Biosecurity checks show more KI visitors avoid banned goods
Far more travellers are now avoiding taking honey, dirty potatoes and other banned items to Kangaroo Island, following a two-year biosecurity compliance program at Cape Jervis.
The results of the intensive operation by Natural Resources Kangaroo Island (NRKI) show less than two percent of visitors to KI now carry honey or potatoes, down from 10 per cent in 2015.
Over the two years, NRKI biosecurity staff have performed random checks of over 7,000 cars, trucks, caravans and campervans, crossing to the island with about 20,000 passengers. Agricultural machinery, livestock, marine craft and earth moving equipment were also checked.
NRKI Biosecurity Liaison Officer Andrew Triggs said the checks, together with more signage and education, have significantly raised community and visitor awareness of the need to protect KI’s unique environment and agricultural industries.
“Over the past two years we’ve observed a significant change in behaviour.

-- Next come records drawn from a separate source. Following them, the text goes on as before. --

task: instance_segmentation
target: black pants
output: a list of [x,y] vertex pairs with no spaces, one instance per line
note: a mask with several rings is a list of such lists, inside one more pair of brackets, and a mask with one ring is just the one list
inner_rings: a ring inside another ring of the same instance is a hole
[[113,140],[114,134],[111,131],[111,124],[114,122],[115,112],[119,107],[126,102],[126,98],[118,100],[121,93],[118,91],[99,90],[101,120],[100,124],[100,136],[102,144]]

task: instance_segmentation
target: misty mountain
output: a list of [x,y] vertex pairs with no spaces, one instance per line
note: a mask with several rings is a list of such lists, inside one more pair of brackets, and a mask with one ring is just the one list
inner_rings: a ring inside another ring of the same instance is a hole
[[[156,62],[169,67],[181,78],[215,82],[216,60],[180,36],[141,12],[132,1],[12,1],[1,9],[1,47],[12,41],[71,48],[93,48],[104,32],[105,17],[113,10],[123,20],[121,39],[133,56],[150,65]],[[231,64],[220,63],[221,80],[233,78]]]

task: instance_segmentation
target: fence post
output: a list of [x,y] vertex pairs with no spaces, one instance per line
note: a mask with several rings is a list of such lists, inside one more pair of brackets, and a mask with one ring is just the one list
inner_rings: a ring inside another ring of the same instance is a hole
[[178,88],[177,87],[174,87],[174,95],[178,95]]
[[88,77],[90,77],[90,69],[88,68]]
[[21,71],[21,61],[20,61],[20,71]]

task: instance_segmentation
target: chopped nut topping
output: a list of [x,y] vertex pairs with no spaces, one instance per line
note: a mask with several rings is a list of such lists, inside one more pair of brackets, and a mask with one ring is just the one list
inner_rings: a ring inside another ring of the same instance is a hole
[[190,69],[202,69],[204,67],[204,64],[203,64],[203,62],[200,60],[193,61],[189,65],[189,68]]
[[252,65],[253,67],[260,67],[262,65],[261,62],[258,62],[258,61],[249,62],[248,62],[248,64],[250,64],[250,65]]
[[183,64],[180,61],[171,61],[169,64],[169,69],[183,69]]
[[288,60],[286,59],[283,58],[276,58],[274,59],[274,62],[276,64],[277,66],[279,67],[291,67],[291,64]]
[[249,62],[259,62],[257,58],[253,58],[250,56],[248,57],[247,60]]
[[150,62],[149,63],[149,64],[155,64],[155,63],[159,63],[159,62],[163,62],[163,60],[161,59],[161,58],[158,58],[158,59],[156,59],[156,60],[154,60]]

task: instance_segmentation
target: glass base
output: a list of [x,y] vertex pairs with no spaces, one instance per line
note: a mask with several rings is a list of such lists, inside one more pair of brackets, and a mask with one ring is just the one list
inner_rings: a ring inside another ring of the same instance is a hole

This downward trend is very encouraging and we hope it continues,” Mr Triggs said.
“Honey and bee products are banned because they may contain the fungal disease American Foulbrood, while unwashed or dirty potatoes may carry pests and diseases which could devastate the island’s seed potato industry.
“Kangaroo Island’s remoteness and isolation has created a special environment, and the arrival of new pests and diseases could devastate the island’s environment and agricultural industries.“
Honey producer and Island Beehive director Peter Davis said he was pleased the biosecurity checks had reduced the number of products coming to KI that could contain diseases affecting bees.
“I’d like to thank our biosecurity team leader and praise the wonderful support given by SeaLink staff at Cape Jervis for raising awareness of the need to protect the Kangaroo Island bee sanctuary.
“We must continue to protect the world’s oldest bee sanctuary,” Mr Davis said.
Ligurian honey bees were first brought from Italy to Kangaroo Island in the 1880s, and the island was declared a bee sanctuary in 1885.
Vehicle checks will continue over summer to ensure no harmful products are brought to the island.
The checks are part of the ‘Too Good To Spoil’ project, supported by NRKI with funding from the Australian Government.
NRKI takes a strategic approach to keeping KI safe from pests and diseases, and to get rid of and control those already here. The support of our community, industries and visitors to the island is essential to the success of this strategy.